A desire to see more clearly colours the poems in Alice Kavounas’ collection One Step at a Time as they migrate, via the Prague Spring and the Coachella Valley, from 19th Century Turkey to ‘the ancient ophiolitic ground’ of present-day Cornwall. Kavounas is driven by an ‘obsession for observation’ and displays a very fine attention to detail. But birds remind her repeatedly of her shortsightedness, and she marvels at their more far-reaching vision. She says of the owl in particular:
Even Athena needed an owl
to help her see the truth.
Why not me, here on earth?
Athena’s presence in these lines is no accident; given Kavounas’ Greek heritage, her mention of the goddess hints at her conviction that close attention to the past will reward us with wisdom. Much like the
deep sea diver
whose ocean floor exploratory
has yielded ancient wrecks, glittering treasures.

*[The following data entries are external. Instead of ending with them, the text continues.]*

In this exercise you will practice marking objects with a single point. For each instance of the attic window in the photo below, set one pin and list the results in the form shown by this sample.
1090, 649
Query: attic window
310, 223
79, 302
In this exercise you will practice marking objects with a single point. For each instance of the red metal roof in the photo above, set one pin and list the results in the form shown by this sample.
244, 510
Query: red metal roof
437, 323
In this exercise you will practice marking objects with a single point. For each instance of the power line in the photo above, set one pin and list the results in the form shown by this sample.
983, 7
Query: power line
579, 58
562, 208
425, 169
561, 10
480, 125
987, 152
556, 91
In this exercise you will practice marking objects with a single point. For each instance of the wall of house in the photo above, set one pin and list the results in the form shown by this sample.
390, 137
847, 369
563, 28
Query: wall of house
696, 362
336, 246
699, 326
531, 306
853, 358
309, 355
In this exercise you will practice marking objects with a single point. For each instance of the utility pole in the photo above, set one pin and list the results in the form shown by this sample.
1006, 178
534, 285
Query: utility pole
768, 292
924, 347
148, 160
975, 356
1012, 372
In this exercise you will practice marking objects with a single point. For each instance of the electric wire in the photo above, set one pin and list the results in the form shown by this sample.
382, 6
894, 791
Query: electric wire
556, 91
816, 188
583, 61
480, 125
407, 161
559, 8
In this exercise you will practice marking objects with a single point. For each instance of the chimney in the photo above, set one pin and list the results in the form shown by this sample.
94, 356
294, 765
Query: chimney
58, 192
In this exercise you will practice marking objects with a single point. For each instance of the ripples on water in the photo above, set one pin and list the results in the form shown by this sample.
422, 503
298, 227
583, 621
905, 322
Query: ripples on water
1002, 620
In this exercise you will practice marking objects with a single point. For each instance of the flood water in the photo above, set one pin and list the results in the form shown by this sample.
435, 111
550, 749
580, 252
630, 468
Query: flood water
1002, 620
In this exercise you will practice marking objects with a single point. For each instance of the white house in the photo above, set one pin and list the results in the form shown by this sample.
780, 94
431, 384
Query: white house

A careful interest in—or rather a reverence for—the past, guides many of the journeys Kavounas makes in these poems. Her curiosity ranges from personal to political, from the microscopic to the monumental; often, it examines the interplay between the two. Of her father’s hometown Aivali, Turkey, where 150,000 ethnic Greeks were violently persecuted in the First World War, and to which, we learn, he was never to return once he had been driven out:
Somewhere in that hinterland is more than just your farm.
That vast expanse conceals the bodies of your parents
left to die along with all who stumbled to their death
their bloodline tracing forward into future generations
extending back, and back – like all these criss-crossing lines
on this wrinkled map.
This sense of movement (‘I’ve always been nomadic’) and, in particular, uprooting (‘Blown south by instinct, chance / and circumstance’) is pervasive. But Kavounas’ backward glance, her refusal to forget, is searching and considered. It is occasionally too personal but never nostalgic. She is aware, too, of the dangers, of the more harmful ways in which such a refusal might manifest. A friend’s mother exhumes her collection of fur coats from a refrigerator:
The alphabetic order of it all, the idea that this roll call of the wild
would somehow revive her, or at the very least, that these ghosts
of creatures, trapped in the desert, could offer comfort.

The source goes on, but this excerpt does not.